KADEMELİ YÖNETİM SİSTEMİ GEREKİYOR

Başkan Bozbey, kurultayda Kemal Kılıçdaroğlu’nu destekliyor musunuz ya da değişimden yana mısınız sorusunu şöyle cevapladı: “Değişim beyinlerde olması gerekiyor. Örneğin MHP, 12 Eylül’den önce yaratılan kaosta yaşananları anımsatıyor. O dönemde insanlarla konuştuğumuz zaman MHP denince ‘faşist’ diyorlar. Biz biliyoruz ki MHP’nin içerisinde kendini ülkücü olarak tanımlayan ama laikliğe, Cumhuriyete bağlı insanlar olduğunu biliyoruz. Ama ona rağmen parti kimliği onun da öyle olduğunu varsaydırıyor. CHP’nin de aynı şekilde… Bunu değiştirebilmenin yollarını çok iyi analiz etmek gerekiyor. Bu da ancak önce partili üyelerin tamamının iyi bir eğitimden geçmiş olması gerekir ki bu da yetmez sınava tabi tutulması gerekir. Kademeli yönetim sistemi getirilmesi gerekiyor. Başka türkü mümkün değil. CHP ile SHP birleşmeseydi insanlar eski günleri hatırlamazlardı.”

NİLÜFERLİLERE MİNNET BORÇLUYUM

Sayın Başkan 2019'a yönelik kendiniz, partiniz ve seçimlere yönelik ne söylemek isterisiniz sorumuza şakayla karışık "Gönül ister şöyle sahil kasabasında bir tatil yapalım" cümlesini kurduktan sonra "Herkesin bildiği gibi makamlar kalıcı değil geçicidir. Biz de buralarda kalıcı değiliz. Ama biliyorum ki Nilüfer’de oturmuş bir sistem ve anlayış var.
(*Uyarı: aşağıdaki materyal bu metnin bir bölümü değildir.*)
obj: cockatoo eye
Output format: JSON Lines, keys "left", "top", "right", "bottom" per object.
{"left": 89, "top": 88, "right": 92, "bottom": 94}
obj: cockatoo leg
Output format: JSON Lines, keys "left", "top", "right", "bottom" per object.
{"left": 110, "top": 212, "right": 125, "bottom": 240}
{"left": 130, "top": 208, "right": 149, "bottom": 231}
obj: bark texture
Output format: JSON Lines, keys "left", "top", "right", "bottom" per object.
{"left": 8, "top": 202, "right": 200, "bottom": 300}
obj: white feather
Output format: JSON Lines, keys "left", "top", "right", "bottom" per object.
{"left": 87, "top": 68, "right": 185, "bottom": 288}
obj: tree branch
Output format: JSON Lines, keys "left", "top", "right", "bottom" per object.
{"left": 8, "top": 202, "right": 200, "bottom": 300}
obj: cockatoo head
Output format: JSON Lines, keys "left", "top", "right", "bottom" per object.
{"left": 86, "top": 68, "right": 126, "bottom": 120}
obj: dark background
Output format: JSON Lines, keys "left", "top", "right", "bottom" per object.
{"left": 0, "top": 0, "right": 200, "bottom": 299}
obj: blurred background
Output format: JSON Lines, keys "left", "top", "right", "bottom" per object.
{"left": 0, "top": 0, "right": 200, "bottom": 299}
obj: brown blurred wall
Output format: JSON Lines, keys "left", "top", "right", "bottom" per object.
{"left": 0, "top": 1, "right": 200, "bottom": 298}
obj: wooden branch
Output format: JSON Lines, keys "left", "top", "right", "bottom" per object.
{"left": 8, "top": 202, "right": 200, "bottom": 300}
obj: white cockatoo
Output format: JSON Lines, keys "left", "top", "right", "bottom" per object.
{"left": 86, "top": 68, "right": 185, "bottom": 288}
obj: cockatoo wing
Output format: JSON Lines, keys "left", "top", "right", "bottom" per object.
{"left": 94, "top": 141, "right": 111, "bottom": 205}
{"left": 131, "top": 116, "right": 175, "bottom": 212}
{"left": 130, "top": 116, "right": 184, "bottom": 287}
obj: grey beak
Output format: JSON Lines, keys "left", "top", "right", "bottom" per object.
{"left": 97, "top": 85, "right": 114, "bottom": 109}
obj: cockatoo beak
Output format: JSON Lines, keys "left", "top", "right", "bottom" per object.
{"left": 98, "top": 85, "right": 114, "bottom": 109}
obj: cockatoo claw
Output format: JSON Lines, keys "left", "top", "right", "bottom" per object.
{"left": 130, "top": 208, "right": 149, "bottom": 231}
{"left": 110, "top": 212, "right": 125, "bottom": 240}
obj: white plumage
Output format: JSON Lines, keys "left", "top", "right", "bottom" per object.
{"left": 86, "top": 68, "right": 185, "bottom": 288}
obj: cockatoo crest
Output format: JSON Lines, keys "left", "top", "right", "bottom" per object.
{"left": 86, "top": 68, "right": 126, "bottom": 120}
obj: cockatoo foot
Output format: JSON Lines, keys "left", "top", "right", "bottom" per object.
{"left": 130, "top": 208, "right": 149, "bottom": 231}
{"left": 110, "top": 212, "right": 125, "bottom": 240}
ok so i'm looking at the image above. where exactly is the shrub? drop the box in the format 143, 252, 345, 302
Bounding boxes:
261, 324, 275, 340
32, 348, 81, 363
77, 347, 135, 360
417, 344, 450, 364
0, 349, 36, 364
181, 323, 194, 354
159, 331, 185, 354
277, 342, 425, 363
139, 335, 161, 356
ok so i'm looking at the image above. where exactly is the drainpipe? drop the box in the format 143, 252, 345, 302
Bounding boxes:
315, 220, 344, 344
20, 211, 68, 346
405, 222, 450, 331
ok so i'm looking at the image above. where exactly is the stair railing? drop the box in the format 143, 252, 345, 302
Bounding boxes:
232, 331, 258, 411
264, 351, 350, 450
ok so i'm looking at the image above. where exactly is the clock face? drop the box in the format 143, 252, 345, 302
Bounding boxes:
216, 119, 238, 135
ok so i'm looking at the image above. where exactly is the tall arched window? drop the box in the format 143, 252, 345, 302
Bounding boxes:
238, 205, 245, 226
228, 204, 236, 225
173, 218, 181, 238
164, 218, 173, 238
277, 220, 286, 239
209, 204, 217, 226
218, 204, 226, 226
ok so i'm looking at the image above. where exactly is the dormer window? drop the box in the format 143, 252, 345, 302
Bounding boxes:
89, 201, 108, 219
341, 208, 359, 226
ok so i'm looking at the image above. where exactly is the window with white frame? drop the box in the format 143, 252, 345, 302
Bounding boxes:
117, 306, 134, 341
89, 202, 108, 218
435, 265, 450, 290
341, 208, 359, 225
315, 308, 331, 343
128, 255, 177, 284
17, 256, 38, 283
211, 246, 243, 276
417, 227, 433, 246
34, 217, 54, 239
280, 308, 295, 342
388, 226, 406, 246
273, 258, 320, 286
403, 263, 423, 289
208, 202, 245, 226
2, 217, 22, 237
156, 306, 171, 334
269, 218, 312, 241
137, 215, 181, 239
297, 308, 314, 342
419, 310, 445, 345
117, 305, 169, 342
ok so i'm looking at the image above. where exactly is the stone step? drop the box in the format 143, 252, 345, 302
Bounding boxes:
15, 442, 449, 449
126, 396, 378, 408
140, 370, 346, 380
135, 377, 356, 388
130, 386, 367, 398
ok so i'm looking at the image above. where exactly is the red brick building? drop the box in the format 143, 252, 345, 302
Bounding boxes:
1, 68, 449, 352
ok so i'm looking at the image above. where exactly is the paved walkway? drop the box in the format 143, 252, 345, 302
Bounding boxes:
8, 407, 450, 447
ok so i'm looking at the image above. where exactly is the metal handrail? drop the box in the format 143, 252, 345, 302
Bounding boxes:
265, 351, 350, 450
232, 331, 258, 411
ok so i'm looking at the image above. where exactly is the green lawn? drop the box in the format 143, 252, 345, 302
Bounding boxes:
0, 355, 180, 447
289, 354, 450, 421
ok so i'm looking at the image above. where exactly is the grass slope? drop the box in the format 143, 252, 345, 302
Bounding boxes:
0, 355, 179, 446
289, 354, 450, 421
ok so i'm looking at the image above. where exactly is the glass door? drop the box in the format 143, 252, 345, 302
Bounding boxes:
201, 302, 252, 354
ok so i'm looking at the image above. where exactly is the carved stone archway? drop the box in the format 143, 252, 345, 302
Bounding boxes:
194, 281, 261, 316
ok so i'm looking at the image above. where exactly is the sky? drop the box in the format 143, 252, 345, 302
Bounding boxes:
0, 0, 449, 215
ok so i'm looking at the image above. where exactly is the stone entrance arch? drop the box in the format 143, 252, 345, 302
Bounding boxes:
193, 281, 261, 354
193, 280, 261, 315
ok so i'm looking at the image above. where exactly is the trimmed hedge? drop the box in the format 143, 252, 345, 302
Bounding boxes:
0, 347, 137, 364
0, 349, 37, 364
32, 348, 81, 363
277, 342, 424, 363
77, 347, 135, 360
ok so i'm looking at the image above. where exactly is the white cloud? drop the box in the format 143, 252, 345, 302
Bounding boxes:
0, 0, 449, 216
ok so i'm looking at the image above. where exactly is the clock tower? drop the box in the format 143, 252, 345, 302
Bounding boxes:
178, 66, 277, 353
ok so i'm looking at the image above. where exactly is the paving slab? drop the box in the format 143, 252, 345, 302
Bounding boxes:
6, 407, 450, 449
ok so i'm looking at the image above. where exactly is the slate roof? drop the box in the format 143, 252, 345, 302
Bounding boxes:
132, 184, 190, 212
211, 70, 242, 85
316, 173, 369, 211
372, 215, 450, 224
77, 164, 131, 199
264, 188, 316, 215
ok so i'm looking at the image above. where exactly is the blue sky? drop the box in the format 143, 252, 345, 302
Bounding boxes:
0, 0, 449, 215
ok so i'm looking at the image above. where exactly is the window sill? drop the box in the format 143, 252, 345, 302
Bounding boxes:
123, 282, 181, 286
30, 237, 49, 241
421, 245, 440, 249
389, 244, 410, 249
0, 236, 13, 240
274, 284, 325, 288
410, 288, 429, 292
Biz değişimi yöneten bir anlayışı ortaya koyduk. Bunu biraz daha geliştirebilecek veya en az bunu sürdürebilecek birinin yönetici olmasını istiyorum. Tek isteğim bu. Gelip birisi bu anlayışı bozarsa o zaman gönlümüz kırılır. Bugün Nilüfer’i birçok belediye örnek alıyorsa, farklı siyasi partilerin belediyeleri hiç çekinmeden ziyaret edip, uygulamaları örnek alıyorsa bu da doğru işlerin yapıldığının kanıtıdır. Eksik illa ki vardır. Ama bunları düzeltiyoruz. Bunu götürebilecek bir arkadaşımızın bizden sonra görev alması tercihimizdir. Hiçbir zaman için ben Nilüfer Belediye Başkanı olacağım diye bir şartım olmadı. Ama kendi doğduğum yere bu kadar hizmet etme olanağını bulduğum için kendimi huzurlu hissediyorum ve bunun için Nilüferlilere minnet borçluyum" diye konuşmasını sonlandırdı.